How this site is built
A short technical breakdown of vancoola.dev — stack, choices, trade-offs.
Stack
Built in Rust with Leptos as the framework. Server-side rendered via Axum, hydrated to interactive WASM in the browser. The same Rust code runs on both sides — no separate frontend language.
Why Leptos
Leptos offers a unique paradigm for full-stack Rust development. By utilizing fine-grained reactivity (signals) instead of a Virtual DOM, it achieves exceptional performance and minimal hydration overhead. When the server sends HTML, it only needs to attach event listeners and establish signal connections, rather than rebuilding a heavy component tree in the browser.

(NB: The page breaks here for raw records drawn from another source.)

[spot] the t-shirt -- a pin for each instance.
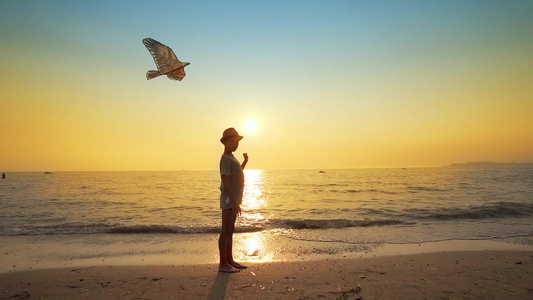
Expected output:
(231, 167)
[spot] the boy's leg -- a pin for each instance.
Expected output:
(223, 240)
(229, 250)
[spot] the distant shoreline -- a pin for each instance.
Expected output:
(492, 164)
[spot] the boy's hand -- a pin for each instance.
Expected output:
(237, 210)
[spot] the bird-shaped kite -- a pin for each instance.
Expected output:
(166, 61)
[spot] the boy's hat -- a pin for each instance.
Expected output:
(228, 133)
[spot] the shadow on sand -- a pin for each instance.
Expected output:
(218, 291)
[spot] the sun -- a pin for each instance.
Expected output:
(250, 125)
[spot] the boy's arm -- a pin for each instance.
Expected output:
(245, 160)
(227, 188)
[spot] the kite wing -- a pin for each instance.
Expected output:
(177, 75)
(164, 58)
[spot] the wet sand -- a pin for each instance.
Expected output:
(441, 275)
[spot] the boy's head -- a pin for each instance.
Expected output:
(230, 139)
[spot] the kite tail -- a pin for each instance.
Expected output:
(152, 74)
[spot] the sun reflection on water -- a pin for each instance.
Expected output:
(254, 199)
(254, 246)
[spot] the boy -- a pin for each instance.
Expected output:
(232, 175)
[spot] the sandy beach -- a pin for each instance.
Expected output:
(442, 275)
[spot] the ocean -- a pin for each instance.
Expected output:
(73, 219)
(413, 205)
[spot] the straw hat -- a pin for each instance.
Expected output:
(228, 133)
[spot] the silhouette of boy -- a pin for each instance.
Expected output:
(232, 175)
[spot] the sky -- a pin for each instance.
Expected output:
(328, 84)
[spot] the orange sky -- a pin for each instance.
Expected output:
(329, 84)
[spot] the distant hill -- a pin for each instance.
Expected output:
(493, 164)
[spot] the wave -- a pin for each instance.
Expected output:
(489, 211)
(337, 223)
(405, 217)
(114, 229)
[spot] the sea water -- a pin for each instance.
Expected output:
(379, 205)
(97, 216)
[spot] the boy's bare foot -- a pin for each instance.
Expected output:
(228, 269)
(238, 265)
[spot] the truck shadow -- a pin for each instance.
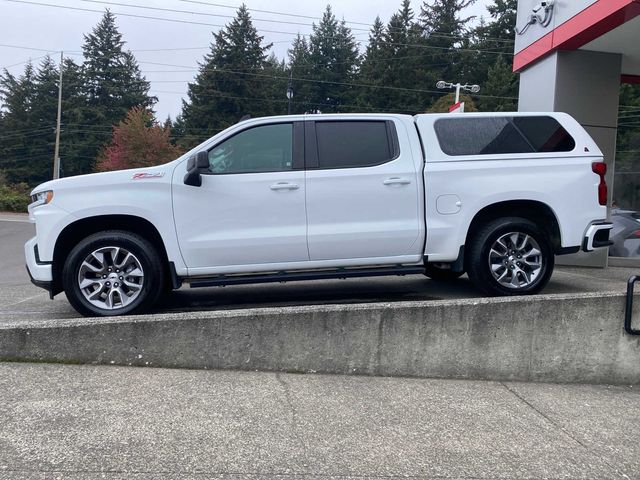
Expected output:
(361, 290)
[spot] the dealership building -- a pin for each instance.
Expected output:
(572, 56)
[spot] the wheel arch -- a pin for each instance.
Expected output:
(535, 211)
(82, 228)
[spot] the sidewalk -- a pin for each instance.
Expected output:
(86, 422)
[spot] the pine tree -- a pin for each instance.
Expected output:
(373, 68)
(112, 84)
(407, 63)
(231, 82)
(112, 78)
(138, 141)
(333, 64)
(26, 150)
(494, 45)
(501, 84)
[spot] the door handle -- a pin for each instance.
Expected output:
(284, 186)
(396, 181)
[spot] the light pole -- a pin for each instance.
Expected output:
(470, 88)
(289, 94)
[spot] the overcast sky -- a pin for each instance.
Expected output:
(41, 27)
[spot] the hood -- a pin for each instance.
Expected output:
(133, 176)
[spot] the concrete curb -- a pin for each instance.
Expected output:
(551, 338)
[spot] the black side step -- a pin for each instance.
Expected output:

I chose this over alternatives like Yew, Next.js, or Astro primarily for the single-language developer experience. Sharing types, validation logic, and models between the Axum backend and the frontend WASM client eliminates an entire category of serialization bugs. While Astro is fantastic for content sites, Leptos provides a more cohesive path when building highly interactive, state-heavy applications.
Architecture
Browser -> HTTP request -> Axum router | +-> (Static assets to CDN) | +-> (Route handler -> Leptos SSR -> HTML response -> Browser hydrates to reactive WASM client)
Same Rust types flow through every layer. Server-rendered HTML is interactive within ~700ms on mid-tier mobile.
Performance
*Methodology: Measured via Chrome DevTools (Throttled Fast 3G, 4x CPU slowdown) on an incognito window. The WASM payload is Brotli compressed at the edge.
Trade-offs I accept
WASM bundle is heavier than vanilla JS. While Leptos is highly optimized, shipping a WebAssembly runtime and compiled Rust logic fundamentally requires more bytes over the wire than a minimal vanilla JS setup for simple interactions.
Build pipeline is slower. Compiling Rust to WASM (especially release builds with `wasm-opt`) takes significantly longer than modern JS bundlers like Vite or esbuild. Hot Module Replacement (HMR) exists but isn't as instantaneous.
Smaller ecosystem. The Rust web ecosystem is growing rapidly, but it doesn't compare to npm. You often have to write your own bindings for browser APIs or build UI components from scratch rather than reaching for a pre-built library.
If the site was purely static content with zero interactivity, Astro or raw HTML/CSS would be the objectively better tool.